Moore argues that scholars are wrong to focus narrowly on such factors as Chinese elite politics and industrial planning to explain the course of economic development and to extract predictions about China's future growth. International forces such as industry-specific trade regimes (the Multifiber Arrangement [MFA] in textiles, for example) have had a profound impact, disrupting the pattern of state intervention. The supervisory ministries that once played an intrusive role in the daily operations of industry now play a weakened role, allowing industries to adapt to world market conditions by undertaking the reforms necessary to thrive. As Moore amply demonstrates, the international environment most conducive to change in China's textile and shipbuilding industries during the 1980s and 1990s was one marked by moderate economic closure rather than openness. He also challenges the idea that China's recent economic success has been driven by a mainland version of the “East Asian” model, arguing that Beijing's ability to pursue strategic industrial policy is actually quite limited. Moore's finding that protectionist trade regimes such as the MFA have actually been a boon to industrial reform in China (when compared with other, relatively open international industrial sectors) has important implications for the study of “managed” versus “free” trade environments.

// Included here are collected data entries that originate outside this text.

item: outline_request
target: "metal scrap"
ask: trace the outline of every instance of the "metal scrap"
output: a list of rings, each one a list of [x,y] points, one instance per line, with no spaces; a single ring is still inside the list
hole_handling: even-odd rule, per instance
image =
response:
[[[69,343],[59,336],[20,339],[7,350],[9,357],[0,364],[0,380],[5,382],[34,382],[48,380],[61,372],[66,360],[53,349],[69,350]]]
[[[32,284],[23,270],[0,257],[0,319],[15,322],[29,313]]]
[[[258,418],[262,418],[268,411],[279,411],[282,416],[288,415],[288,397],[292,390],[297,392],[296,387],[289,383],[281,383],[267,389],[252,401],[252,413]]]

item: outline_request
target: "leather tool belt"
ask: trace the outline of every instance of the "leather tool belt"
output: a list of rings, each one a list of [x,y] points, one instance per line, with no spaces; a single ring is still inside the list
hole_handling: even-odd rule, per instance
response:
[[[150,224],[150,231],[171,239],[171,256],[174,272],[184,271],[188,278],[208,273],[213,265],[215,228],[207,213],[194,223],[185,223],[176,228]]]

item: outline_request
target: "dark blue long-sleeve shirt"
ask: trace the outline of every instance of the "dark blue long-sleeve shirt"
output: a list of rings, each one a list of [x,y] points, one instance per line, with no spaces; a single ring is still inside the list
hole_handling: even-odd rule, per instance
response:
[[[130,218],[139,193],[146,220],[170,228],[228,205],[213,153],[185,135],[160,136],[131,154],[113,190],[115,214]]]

Based on extensive documentary and interview material, the book adds the Chinese case to a long tradition of country-based studies by political economists, historians, and area specialists that have chronicled the experience of developing countries as they enter specific industrial markets in the world economy. This is timely and provocative reading for anyone concerned with the nature of China's deepening participation in the world economy and its consequences for the country's development prospects, internal reforms, and foreign policy.
Thomas G. Moore is Associate Professor of Political Science at the University of Cincinnati. He is the author of numerous book chapters and scholarly articles on Chinese foreign policy and China's participation in the world economy, including publications in such journals as Asian Affairs, Asian Perspective, Journal of Contemporary China, and Journal of East Asian Affairs.